El siguiente fin de semana podría decir que fue muy diferente a cualquier otro finde en Bilbao. Comenzando porque la mayor parte del tiempo estuve fuera de la ciudad.
Luego de una semana sumida en la depresión, recibí el viernes con la noticia de que estaría sola en casa durante dos noches y tres días seguidos. La idea que por un lado me agradó, por otro no parecía muy agradable. Sin embargo, no era la única del grupo que se quedaría en Bilbo. Aunque las elecciones estaban a la vuelta de la esquina y muchos volaron a sus pueblos a votar, habíamos unos cuantos gatos que nada teníamos que hacer.
Así fue como el viernes en la noche tres de esos gatos decidimos salir a conocer, y luego de un par de horas coordinando vía el chat de FB a dónde rayos ir y cómo rayos llegar, terminamos poniendonos la hora de las 12:30 del medio en la estación del metro de Casco Viejo, en dirección a la costa, Plentzia.
Claro que sabíamos que nos íbamos a levantar más tarde y que llegaríamos retrasados. Pero una vez reunidos aquel sábado, la aventura comenzaba. Luego de 40 minutos en el metro, llegamos a la última estación. Un pueblo que francamente, parecía estar habitado por fantasma. Las calles tan pequeñas como las que se figuran en algunos pueblos de Francia por la televisión, edificios con un techo no muy alto, pero de gran antigüedad, personas mayores, locales cerrados.
Caminamos entonces hacia la costa, y la imagen de una playa totalmente desertica me sorprendió bastante, aunque más sorprendente fue el reguero de surfistas en el mar Cantábrico. Claro que hacía un sol hermoso, pero la brisa estaba lo suficientemente fria como para querer evitar tocar el agua.
Luego de caminar un rato y conocer, pasamos por un super para comprar la comida: unos ‘bocatas’ (véase bocadillos de jamón, queso y pan frances…si, un sandwich).
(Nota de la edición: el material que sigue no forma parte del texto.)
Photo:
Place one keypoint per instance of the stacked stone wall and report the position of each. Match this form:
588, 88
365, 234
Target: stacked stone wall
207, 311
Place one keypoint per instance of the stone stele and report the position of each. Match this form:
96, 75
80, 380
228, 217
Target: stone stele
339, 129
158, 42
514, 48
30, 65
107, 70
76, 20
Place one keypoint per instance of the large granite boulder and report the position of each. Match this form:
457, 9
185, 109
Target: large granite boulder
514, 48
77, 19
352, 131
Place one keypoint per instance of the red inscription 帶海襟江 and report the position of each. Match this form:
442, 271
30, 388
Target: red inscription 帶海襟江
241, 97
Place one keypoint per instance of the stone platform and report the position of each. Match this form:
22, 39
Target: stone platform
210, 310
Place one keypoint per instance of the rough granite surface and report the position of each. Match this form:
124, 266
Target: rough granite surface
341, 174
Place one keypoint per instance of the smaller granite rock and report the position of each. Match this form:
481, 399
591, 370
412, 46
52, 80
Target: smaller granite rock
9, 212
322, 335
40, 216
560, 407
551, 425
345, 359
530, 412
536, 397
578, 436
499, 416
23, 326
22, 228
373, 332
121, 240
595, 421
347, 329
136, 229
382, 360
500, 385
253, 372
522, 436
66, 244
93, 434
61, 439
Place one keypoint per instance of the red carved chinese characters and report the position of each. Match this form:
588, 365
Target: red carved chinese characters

Así que nos sentamos en la orilla del rio a comer nuestros sandwich frios recien hechos. En una, la funda del pan salió volando y Migue salió a buscarla, porque no era posible que él llegara a Plentzia a ensuciar… al final terminó enlodado y casi casi se da tremendo estrallón. Al comer nos entretuvimos con unas palomas, dandoles las migajas de pan que habían quedado y seguimos caminando. Llegamos a lo que yo llamo «el bosque del oso Yogui», que es una especie de parque natural donde la gente va a hacer parrilladas y picnic.
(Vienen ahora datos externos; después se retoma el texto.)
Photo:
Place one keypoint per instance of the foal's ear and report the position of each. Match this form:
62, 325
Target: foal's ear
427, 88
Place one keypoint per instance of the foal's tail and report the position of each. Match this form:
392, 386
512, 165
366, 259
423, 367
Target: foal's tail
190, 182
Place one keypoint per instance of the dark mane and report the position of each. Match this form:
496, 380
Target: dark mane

Al caminar las 3 calles del pueblo, decidimos regresar, pero como era temprano todavía había oportunidad de hacer una segunda parada, ¿dónde sería? Ni idea. Decidiríamos un lugar cualquiera mientras estuviéramos en el metro. Así que sin saber dónde rayos estábamos, nos bajamos en Larrabastera. Para resumir, en Larrabastera sólo vimos dos cosas: una, muchos edificios de vivienda y dos, muchas tiendas de surf. ¡Ah si! Y la pantalla que parecía una ventana y al tocarla resultó ser una guía turística de la zona. Duramos como 15 minutos punchandola.
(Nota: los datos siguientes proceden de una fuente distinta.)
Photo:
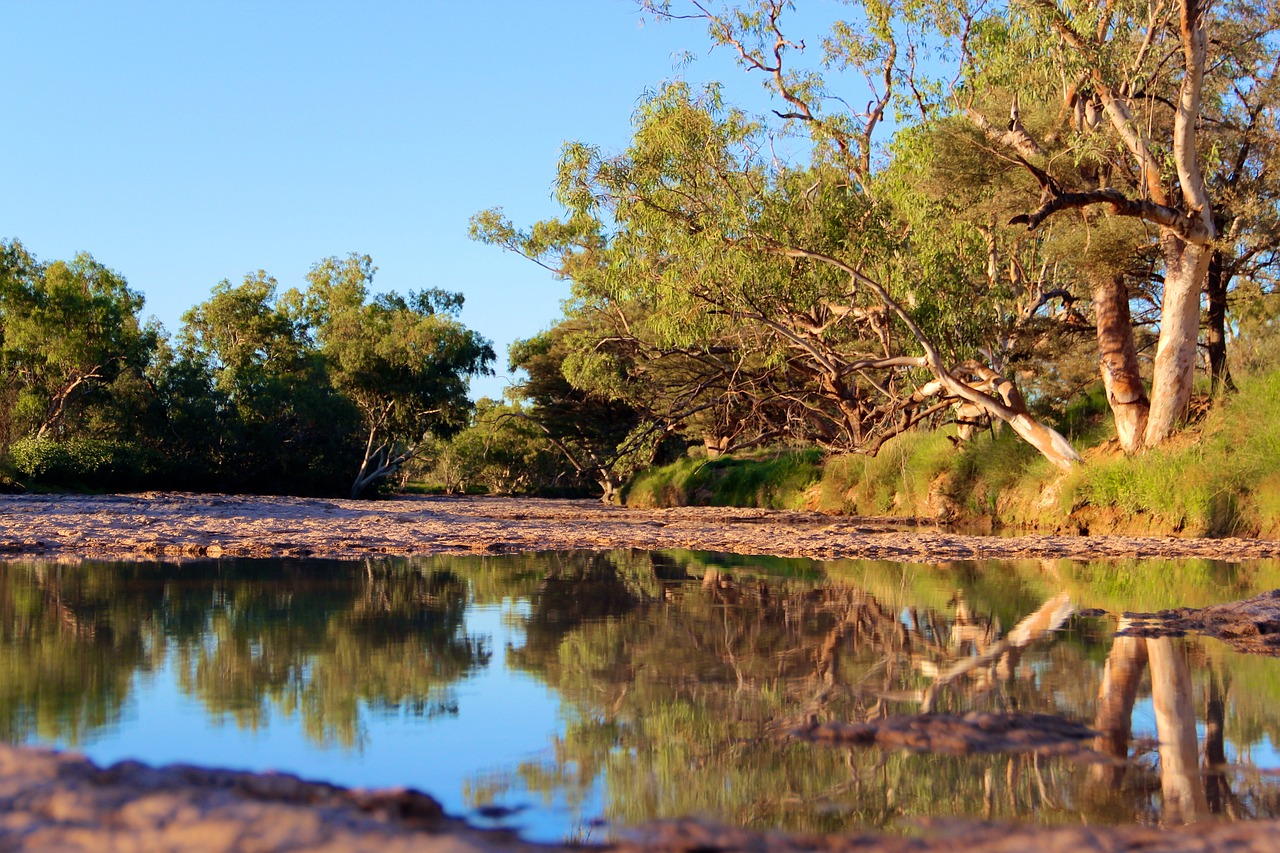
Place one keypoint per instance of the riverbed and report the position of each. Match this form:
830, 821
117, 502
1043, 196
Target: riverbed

Finalmente, luego de tomar un café y hablar acerca de España (descubriendo cosas que no sabía de la madre patria), tomamos el metro de nuevo para dirigirnos a Casco Viejo. Aquí nos tomamos unas cervezas (yo con mi Coca Cola de siempre) y luego nos sentamos en unos escalones como tres mendigos a comernos lo que había quedado del jamón, el queso y el pan (todavía quedó jamón al momento de escribir esto). Tras un intento fallido de borcar la barca (reunirnos con más gente para durar un rato más) terminamos dandonos otra ronda de bebidas, hablar M por un tubo, y a las 12:30 pero de la noche volvernos a encontrar en la estación de Casco Viejo para tomar el metro de regreso a casa.